Rack ’em up! An Alcatraz night tour to remember

At 24 years old, I was hoping I’d never have to set foot in a prison … but thankfully this was Alcatraz and I was allowed to leave the island after my visit. The Alcatraz night tour leaves Pier 33 at 6pm and includes a guided tour of the cellblocks, plus evening walking and information tours to join in with.

Arriving for the Alcatraz night tour

The boat trip for the night tour includes a video and audio introduction to keep you entertained on the ride over, and once you’re back on solid ground on the island you can follow a tour guide up the hill for a guided walk. We heard about a prisoner’s 10-year escape plan, security measures all around the island, and the hidden weapons that (fortunately) were never used.

Alcatraz night tour | Blonde in the City

The walking tour led us up to the door of the main cellhouse, where the audio tour begins. Slipping the headphones over my ears, I walked up the metal staircase to the cellblock level and immediately felt how bleak it must have been to see those walls every single day.

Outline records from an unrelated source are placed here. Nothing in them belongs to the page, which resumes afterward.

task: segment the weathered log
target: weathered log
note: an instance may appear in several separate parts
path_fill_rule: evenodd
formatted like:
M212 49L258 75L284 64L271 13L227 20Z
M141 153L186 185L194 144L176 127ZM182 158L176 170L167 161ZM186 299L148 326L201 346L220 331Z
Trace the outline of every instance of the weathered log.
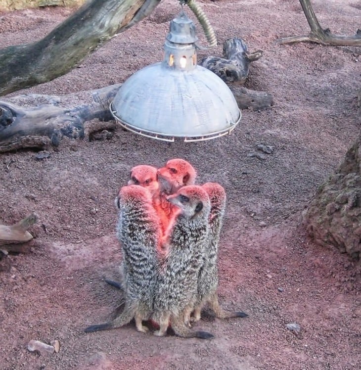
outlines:
M75 6L86 0L0 0L0 10L15 10L43 6Z
M229 87L240 109L262 110L273 105L273 96L269 92L250 90L244 86L230 85Z
M331 33L330 29L323 29L312 8L310 0L300 0L301 6L307 19L311 31L308 35L279 39L276 44L290 44L308 41L323 45L335 46L361 46L361 30L358 29L352 36L340 36Z
M361 134L303 213L315 242L359 259L361 253Z
M0 49L0 95L62 76L160 0L90 0L39 41Z
M234 38L225 42L223 55L224 58L208 56L199 64L214 72L225 82L243 85L248 77L251 63L262 56L262 50L250 53L244 41Z
M199 64L229 84L240 109L251 108L260 110L273 105L271 94L240 86L248 78L252 62L262 56L262 50L250 53L244 40L233 38L226 40L223 44L223 55L224 58L208 56Z
M45 149L58 146L64 137L83 139L94 131L114 129L116 123L112 120L109 104L120 86L61 97L33 94L12 98L36 105L32 108L0 101L0 152L24 147ZM69 107L69 101L80 105ZM68 107L64 107L66 105ZM86 125L92 120L94 122Z
M4 254L9 252L23 252L25 247L18 244L33 239L27 230L36 222L36 215L32 213L17 224L9 226L0 225L0 251Z

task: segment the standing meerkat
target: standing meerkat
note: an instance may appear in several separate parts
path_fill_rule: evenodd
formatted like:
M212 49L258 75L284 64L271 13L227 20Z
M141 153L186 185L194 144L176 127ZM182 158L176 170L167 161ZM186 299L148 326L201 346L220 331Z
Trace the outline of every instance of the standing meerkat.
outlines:
M180 336L211 338L210 333L191 330L184 323L196 303L199 269L209 237L209 198L193 185L181 187L167 199L179 211L168 231L169 248L158 274L152 319L160 328L154 335L164 335L170 321Z
M157 175L162 191L170 195L182 186L193 185L197 171L189 162L181 158L174 158L158 169Z
M202 308L207 303L216 317L220 319L246 317L248 315L243 312L228 312L223 310L220 305L216 292L218 286L218 243L226 210L226 191L221 185L215 183L206 183L202 185L202 188L208 194L211 203L209 219L210 237L199 270L193 321L198 321L200 319Z
M176 193L182 186L193 185L197 172L190 163L181 158L170 159L166 165L158 169L157 179L159 194L154 199L154 205L161 220L163 232L178 208L167 199L167 196Z
M157 181L157 169L152 166L139 165L134 167L131 170L131 173L128 181L128 185L139 185L146 188L152 196L152 199L159 197L159 190L158 181ZM115 198L115 203L117 208L118 207L119 198ZM121 273L123 269L123 264L121 265ZM124 290L123 286L124 281L122 282L116 281L110 279L104 279L106 282L112 286L119 289Z
M153 311L160 234L151 195L138 185L125 186L120 189L116 201L120 210L117 237L123 256L124 309L114 320L89 326L86 332L119 327L133 318L137 329L145 332L148 328L142 321L148 320Z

The audio tour includes the real voices of ex-prisoners and guards, which makes the whole experience feel even more real.

The audio tour

Guided through the main building section by section, I expected the night tour to be a little spookier. Thanks to the summer the sunset wasn’t until almost 7pm, so if you like your night tours creepy and cold I’d advise to visit Alcatraz during the darker months.

As I listened to the stories of ex-prisoner’s escape attempts, riots and relationships with each other – the cell building felt cruel and grim. How would it make me feel to live in a cell like the one I was staring into, day in day out? Out in the recreation yard I stood at the top step and peered over to the San Francisco coast, Golden Gate bridge in plain sight. The voices continued through my headphones, telling me their stories, and I felt a little guilty for feeling sorry for them.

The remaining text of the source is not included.